It is nine thirty in Cairo, and I am in an internet cafe with bright lights, foreigners, cold drinks on demand and some flamenco music in the background. My head can’t really cope with the sheer normalcy of it all. Half an hour ago, I was pretending to be a teacher, and to be really quite fond of Mr Mubarak, to escape from the pro-Mubarak throngs/thugs who’d set themselves up outside my hostel and who were quite keen to beat up anything foreign on the assumption (reasonable, as it turns out), that all foreigners must be journalists. Half an hour before that, I was watching the Cairo sound and light show in Tahrir Square – the sound of tens of thousands of angry people chanting and banging things, and the light, somewhat beautiful in a grim sort of way, of molotov cocktails arcing their way gently through the night sky. Both sides were throwing them liberally; it looked a bit like a game of fire badminton (I don’t think that’s a sport. But it should be). Half an hour before that I was running alongside an angry mob after they’d got hold of one of the pro-Mubarak supporters who, bleeding profusely from his ear and with most of his clothes torn off, was pleading desperately for his life; a plea granted by the sensible majority of the demonstrators, who carted him off to one of the army checkpoints where he had to step around a dead body to get to where he was supposed to go. The big photo at the top is the one I took of him; apologies that it’s a little graphic.
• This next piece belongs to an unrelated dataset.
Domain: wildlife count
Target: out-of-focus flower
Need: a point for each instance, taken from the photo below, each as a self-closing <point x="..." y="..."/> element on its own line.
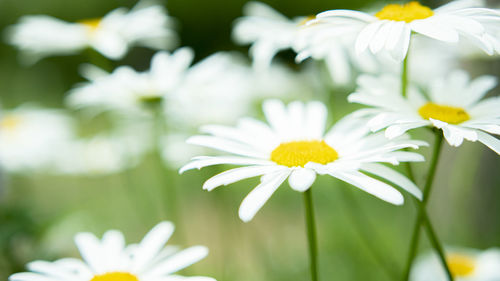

I’m working on some analysis of today’s events and a better account of the day, which I’ll link to here when they’re up. In the meantime, I actually managed to get something published:
(Yes, I know they both link to the same story; I’m just pleased to have featured in two of my favourite publications.)
VERDICT: Cairo internet cafes, with cold drinks and internet, go forth; Hosni Mubarak’s paid thugs (apparently 50 Egyptian pounds a day is the going rate) go fourth.